İbn Arabî hazretleri bir ara mezarlıklarda tek başına kalmayı adet edinmiş ve sürekli mezarlıklara gidiyormuş. Endülüslü âlimlerden Halef el Kumi bu durumu duyunca İbn Arabî için; “Falan kişi dirileri bırakmış, ölülerle oturup kalkıyor” demiş. Bu söz üzerine İbn Arabî hazretleri Kumi’ye “Gel de kimle oturup sohbet ettiğimi gör” diye haber salmış. Kumi, bir kuşluk vakti İbn Arabî hazretlerinin yanına gider. İbn Arabî ise o sırada yanında bulunan bir ruhla konuşmaktadır. Kumi’nin yavaş yavaş yüzünün rengi değişir ve başını yerden kaldıramaz olur. İbn Arabî’nin o ruhla konuşması bitince Kumi rahatlar ve İbn Arabî’yi alnından öper. İbn Arabî “Üstad, ölülerle oturup kalkan kim, ben mi yoksa sen mi?” diye sorunca Kumi şöyle cevap verir; “Vallahi sen değil, ben.”
Kalpler Allah’ın evidir. İnsan, evinde kimi konuk ettiğine dikkat etmeli!
***
Etrafımız postmodern kurtarıcılarla sarılmış durumda. Her birimiz bu kurtarıcılardan birine tutunmuş kurtulmayı bekliyoruz, en azından acısız bir hayat düşlüyoruz. Hâlbuki kişi kendinin duvarı ve yine kendinin merdivenidir. Bu postmodern kurtarıcılara “sanat” da dâhildir. İçindeki metafizik açlığı sanatla doldurduğunu sanan insan ne yazık ki eliyle helvadan put yapan ve sonra acıkınca o putları yiyen Mekke müşriklerine ne kadarda çok benziyor! Hâlbuki insan, kendi karanlığından sabahını çıkartmak zorundadır.
***
Yaklaşık iki yıl önce işyerinde otururken Mustafa Çolak ve Ömer Ertürk çıkageldi. Evdeki kitaplarını sırt çantalarına doldurmuşlar, satmak için sahafa gideceklermiş. Bir bakayım dedim kitaplara, belki ben alırım. Çıkarttılar kitapları; Oğuz Atay, Cemil Meriç, Cahit Zarifoğlu, Hermann Hesse, Birhan Keskin, Alev Alatlı, İbn Arabî, Bukowski ve Fernando Pessoa kitapları. Hiç kaçırır mıyım, hemen sordum; “Bu kitapları kaça alır sahaf?” diye. 2 lira cevabını alınca ben 2,5 liradan alayım dedim ve 15 kitabı bir çırpıda alıverdim. Sonradan fark ettim ki Hermann Hesse’nin Siddhartha adlı kitabını Mustafa’ya zamanında ben hediye etmişim. Ama benim suçum yok, nerden bilebilirdim ki Mustafa Çolak’ın aynı kitabı bana geri satacağını ve kitaplarla olan ilişkisini bitireceğini!
***
Didem Madak bir şiirinde şöyle der: “Çiçekli şiirler yazmama kızıyorsunuz bayım / Bilmiyorsunuz. Darmadağın gövdemi / Çiçekli perdelerin arkasında saklıyorum.”

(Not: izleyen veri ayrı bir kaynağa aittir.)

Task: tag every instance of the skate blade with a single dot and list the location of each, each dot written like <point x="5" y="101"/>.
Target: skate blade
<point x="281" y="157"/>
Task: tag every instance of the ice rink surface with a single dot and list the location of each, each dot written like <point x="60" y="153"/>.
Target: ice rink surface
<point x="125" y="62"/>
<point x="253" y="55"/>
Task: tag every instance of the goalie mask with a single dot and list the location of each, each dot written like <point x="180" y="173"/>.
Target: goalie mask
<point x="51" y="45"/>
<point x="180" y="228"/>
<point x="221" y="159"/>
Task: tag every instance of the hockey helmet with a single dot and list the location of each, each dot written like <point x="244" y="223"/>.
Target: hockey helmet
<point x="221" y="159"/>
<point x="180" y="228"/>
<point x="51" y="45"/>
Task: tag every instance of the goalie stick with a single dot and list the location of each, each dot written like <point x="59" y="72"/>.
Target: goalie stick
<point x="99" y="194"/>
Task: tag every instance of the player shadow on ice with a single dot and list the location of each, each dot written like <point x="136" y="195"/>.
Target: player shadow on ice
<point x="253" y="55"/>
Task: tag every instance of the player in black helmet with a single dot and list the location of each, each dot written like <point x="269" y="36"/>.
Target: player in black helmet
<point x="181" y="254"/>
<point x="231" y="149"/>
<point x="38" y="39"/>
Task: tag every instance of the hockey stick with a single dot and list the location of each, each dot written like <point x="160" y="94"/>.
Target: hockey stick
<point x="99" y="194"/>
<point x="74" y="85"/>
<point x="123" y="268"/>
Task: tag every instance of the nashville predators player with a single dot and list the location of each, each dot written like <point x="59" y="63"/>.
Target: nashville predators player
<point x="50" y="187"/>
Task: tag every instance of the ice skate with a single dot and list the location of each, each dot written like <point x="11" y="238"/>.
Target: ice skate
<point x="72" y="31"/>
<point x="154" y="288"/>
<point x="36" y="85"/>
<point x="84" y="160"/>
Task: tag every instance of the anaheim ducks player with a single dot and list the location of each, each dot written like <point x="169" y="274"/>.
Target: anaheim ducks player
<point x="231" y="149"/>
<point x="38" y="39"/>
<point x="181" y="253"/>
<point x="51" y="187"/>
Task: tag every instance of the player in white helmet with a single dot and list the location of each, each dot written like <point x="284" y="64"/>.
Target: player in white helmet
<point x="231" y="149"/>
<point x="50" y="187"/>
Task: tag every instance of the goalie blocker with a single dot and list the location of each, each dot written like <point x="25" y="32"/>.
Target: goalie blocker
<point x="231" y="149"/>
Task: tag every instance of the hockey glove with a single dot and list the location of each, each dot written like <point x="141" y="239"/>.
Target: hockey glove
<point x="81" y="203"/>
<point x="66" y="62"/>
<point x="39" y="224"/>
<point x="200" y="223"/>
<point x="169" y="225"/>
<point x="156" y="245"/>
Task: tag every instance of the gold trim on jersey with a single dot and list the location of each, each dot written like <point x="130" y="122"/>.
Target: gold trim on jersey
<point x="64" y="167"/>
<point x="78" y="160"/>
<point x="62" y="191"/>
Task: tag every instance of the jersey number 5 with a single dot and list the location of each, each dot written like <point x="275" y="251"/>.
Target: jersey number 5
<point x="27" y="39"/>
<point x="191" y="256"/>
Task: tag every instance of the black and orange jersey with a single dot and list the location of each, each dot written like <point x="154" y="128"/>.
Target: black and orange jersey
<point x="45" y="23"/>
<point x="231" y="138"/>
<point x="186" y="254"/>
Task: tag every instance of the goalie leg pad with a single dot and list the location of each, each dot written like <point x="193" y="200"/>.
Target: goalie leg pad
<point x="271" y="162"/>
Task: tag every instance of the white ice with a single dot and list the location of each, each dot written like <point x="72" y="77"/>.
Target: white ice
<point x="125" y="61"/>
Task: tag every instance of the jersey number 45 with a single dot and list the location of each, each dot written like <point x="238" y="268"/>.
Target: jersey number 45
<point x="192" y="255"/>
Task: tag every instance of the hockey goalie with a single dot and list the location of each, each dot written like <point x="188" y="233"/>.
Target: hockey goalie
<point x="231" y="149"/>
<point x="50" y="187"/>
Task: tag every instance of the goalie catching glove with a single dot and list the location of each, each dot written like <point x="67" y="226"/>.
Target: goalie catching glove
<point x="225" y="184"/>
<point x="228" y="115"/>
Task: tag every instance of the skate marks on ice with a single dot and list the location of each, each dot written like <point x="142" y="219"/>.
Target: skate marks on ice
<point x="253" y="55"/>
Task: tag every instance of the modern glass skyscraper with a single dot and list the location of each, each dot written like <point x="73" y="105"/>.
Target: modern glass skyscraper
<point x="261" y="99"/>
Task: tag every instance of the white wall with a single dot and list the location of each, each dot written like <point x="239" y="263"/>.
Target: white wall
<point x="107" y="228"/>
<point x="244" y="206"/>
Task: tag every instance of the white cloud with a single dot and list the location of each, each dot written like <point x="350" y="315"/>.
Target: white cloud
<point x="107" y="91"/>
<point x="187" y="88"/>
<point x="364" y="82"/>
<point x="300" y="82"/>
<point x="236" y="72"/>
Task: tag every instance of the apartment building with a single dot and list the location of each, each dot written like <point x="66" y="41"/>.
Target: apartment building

Başkaları tarafından sürekli eksik yanlarımız taarruza uğrar. Nedense insan, başkalarının eksiklerini çok çabuk fark eder ve bu durumu dillendirir. Fakat şunu hatırlamakta yarar var; insanlar genelde kendilerindeki eksikliklerden ötürü vicdanlarını rahatlatmak adına başkalarına saldırırlar. Bu saldırı aslında kişinin kendi eksikliklerini başkalarının tamlıklarıyla örtme isteğinden başkası değildir. Ya da şöyle diyebilirim; ben acı çekerken o niye çekmiyor?